Serbian Socialist gets mandate to form government
|Publisher||Radio Free Europe/Radio Liberty|
|Publication Date||28 June 2012|
|Cite as||Radio Free Europe/Radio Liberty, Serbian Socialist gets mandate to form government, 28 June 2012, available at: http://www.refworld.org/docid/4ff6aa4d2b.html [accessed 5 October 2015]|
|Disclaimer||This is not a UNHCR publication. UNHCR is not responsible for, nor does it necessarily endorse, its content. Any views expressed are solely those of the author or publisher and do not necessarily reflect those of UNHCR, the United Nations or its Member States.|
Last updated (GMT/UTC): 28.06.2012 12:06
Serbian Socialist leader Ivica Dacic has been given the mandate from President Tomislav Nikolic to form a coalition government with Nikolic's nationalist Progressive party.
The potential nationalist-socialist coalition would mark the return to power of the Socialists and their nationalist allies for the first time since the late autocratic ruler Slobodan Milosevic, who led the Socialists, was ousted in a popular revolt in 2000.
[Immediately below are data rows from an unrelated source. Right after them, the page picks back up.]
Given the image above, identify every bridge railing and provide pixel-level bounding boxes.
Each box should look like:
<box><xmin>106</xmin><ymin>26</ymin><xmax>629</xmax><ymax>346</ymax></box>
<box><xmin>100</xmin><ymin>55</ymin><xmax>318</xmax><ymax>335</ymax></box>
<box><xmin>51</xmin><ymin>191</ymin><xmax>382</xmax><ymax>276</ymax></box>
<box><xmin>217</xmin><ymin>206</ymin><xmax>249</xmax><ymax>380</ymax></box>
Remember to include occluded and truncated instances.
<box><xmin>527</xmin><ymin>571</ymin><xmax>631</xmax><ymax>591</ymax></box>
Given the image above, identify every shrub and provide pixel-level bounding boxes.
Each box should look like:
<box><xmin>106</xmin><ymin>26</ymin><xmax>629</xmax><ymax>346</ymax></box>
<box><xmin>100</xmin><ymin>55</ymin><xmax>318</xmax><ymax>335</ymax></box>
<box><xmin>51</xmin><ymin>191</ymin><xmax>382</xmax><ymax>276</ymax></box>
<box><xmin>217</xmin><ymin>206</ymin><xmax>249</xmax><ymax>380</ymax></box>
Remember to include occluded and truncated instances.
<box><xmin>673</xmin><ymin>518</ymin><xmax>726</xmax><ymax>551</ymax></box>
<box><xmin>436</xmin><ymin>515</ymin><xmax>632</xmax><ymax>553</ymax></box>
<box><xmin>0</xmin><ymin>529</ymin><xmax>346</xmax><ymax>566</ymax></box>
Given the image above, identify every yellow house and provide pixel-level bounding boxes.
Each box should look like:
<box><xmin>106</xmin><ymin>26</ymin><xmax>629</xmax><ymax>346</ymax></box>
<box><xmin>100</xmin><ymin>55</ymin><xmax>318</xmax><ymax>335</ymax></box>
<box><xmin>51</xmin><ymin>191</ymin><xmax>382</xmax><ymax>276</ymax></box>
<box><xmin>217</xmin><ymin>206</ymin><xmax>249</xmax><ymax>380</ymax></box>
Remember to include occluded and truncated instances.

Dacic was a Milosevic spokesman during the Balkan wars of the 1990s.
Serbia held inconclusive parliamentary elections in May, with Nikolic's Progressive party and the pro-European Union Democratic party of former President Boris Tadic winning the most votes, but not enough for either party to govern alone.
Dacic, whose Socialists finished third, initially agreed to form a coalition with the Democrats, but turned to the Progressives after Tadic was defeated by Nikolic in the May presidential election.
Nikolic said after meeting Dacic on June 28 that the Progressive party, the socialists and a small center-right party have agreed to form a coalition. If he succeeds in forming a government, Dacic will be prime minister.
Nikolic said the new government "must stay on a stable European course."
Analysts say a nationalist-socialist government could raise concerns about Serbia's committment to pursue its proclaimed EU membership bid and mend relations with its Balkans neighbors.
Nikolic asserts that he has shifted from a staunchly anti-Western, pro-Russian stance to a pro-European Union position. But in the short time since he was elected in May, he has made some controversial comments about the Balkans wars in the 1990s that have angered Serbia's neighbors.
Dacic was given the mandate to form a government exactly 11 years after Milosevic, accused of helping trigger the Balkan conflicts, was extradited to the United Natinos war crimes tribunal by Serbia's then ruling Democrats.
Milosevic died in 2006 during his war crimes trial at the tribunal in The Hague.